The affected hotel brands were operated by Starwood prior to the merger in 2016. They include W Hotels, St. Regis, Sheraton, Westin, Element, Aloft, The Luxury Collection, Le Méridien and Four Points. Starwood-branded timeshare properties were also affected. None of the Marriott-branded chains were affected.
The crisis quickly emerged as one of the biggest data breaches on record. “On a scale of 1 to 10 and up, this is one of those No. 10-size breaches. There have only been a few of them of this scale and scope in the last decade,” said Chris Wysopal, chief technology officer of Veracode, a security company.
By comparison, last year’s Equifax hack affected more than 145 million people. A Target breach in 2013 affected more than 41 million payment card accounts and exposed contact information for more than 60 million customers.
Security analysts have been especially alarmed to learn that the breach began in 2014. While such failures often span months, four years is extreme.
Goal of Hackers
Because the credit card information was likely encrypted, it was unclear what hackers could do with the credit card information. While encrypted, it is possible that hackers also obtained the two components needed to descramble the numbers, the company said.

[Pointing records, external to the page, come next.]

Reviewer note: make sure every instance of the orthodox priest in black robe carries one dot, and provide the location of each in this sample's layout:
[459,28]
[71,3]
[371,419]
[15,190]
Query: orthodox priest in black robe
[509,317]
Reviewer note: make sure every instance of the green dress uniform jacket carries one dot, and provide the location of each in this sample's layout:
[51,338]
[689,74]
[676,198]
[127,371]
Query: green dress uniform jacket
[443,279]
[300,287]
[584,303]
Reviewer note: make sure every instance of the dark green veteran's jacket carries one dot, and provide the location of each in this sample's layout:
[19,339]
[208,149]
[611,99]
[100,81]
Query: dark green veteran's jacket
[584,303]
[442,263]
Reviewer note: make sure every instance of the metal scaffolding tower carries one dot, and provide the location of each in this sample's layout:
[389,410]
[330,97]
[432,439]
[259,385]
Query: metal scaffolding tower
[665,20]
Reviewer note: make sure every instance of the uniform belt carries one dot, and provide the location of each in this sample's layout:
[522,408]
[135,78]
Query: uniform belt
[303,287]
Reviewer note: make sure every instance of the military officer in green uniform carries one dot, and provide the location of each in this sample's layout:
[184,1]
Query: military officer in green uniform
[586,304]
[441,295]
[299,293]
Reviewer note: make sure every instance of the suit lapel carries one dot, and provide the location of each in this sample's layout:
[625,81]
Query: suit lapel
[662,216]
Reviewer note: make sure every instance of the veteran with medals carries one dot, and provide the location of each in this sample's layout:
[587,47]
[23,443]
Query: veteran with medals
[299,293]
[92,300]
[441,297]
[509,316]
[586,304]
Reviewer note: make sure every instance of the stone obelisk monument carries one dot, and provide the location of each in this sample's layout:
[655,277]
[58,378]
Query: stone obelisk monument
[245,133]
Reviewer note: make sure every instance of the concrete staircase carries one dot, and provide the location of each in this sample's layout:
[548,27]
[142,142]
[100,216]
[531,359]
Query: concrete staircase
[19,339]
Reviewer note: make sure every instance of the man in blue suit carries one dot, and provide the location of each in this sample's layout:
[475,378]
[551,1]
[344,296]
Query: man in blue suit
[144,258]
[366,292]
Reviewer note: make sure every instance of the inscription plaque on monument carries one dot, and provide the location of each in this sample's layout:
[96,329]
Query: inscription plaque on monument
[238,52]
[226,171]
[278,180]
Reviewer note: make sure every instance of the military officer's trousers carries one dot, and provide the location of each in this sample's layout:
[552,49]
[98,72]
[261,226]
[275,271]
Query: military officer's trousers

For as many as two-thirds of those affected, the exposed data could include mailing addresses, phone numbers, email addresses and passport numbers. Also included might be dates of birth, gender, reservation dates, arrival and departure times and Starwood Preferred Guest account information.

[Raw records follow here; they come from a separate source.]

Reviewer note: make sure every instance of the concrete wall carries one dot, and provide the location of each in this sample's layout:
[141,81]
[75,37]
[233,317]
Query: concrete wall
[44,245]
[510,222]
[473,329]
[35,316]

It isn’t common for passport numbers to be part of a hack, but it is not unheard of either. In fact, Hong Kong-based airline Cathay Pacific Airways said in October that 9.4 million passengers’ information had been breached, including passport numbers.
Passport numbers are often requested by hotels outside the U.S. because U.S. driver’s licenses are not accepted there as identification. The numbers could be added to full sets of data about a person that bad actors sell on the black market, leading to identity theft.

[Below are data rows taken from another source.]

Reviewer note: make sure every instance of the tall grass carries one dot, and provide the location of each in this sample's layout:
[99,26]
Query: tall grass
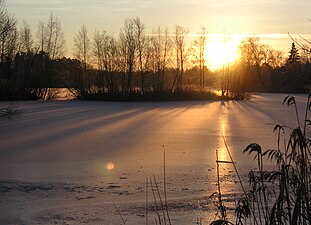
[281,196]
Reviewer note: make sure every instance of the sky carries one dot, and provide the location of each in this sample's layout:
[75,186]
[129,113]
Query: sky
[271,20]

And while the credit card industry can cancel accounts and issue new cards within days, it is a much more difficult process, often steeped in government bureaucracy, to get a new passport.
“We fell short of what our guests deserve and what we expect of ourselves,” Marriot CEO Arne Sorenson said in a statement. “We are doing everything we can to support our guests and using lessons learned to be better moving forward.”
The breach of personal information could put Marriott in violation of new European privacy laws, as guests included European travelers.
Marriott set up a website and call center for customers who believe they are at risk.
Email notifications for those who may have been affected begin rolling out Friday from a specific email address: email@example.com.
Cybersecurity Due Diligence
As this latest cyber breach demonstrates, cybersecurity should be an integral part of the merger and acquisition (M&A) due diligence process. To be done properly, identifying cyber risks must begin at the earliest practicable time in the potential transaction.
Omitting cybersecurity assessments in M&A due diligence, conducting superficial evaluations, or limiting such due diligence to a company’s IT systems rather than treating cybersecurity as a risk category means ignoring the serious risks that cyber threats pose to all companies, customers and reputations involved.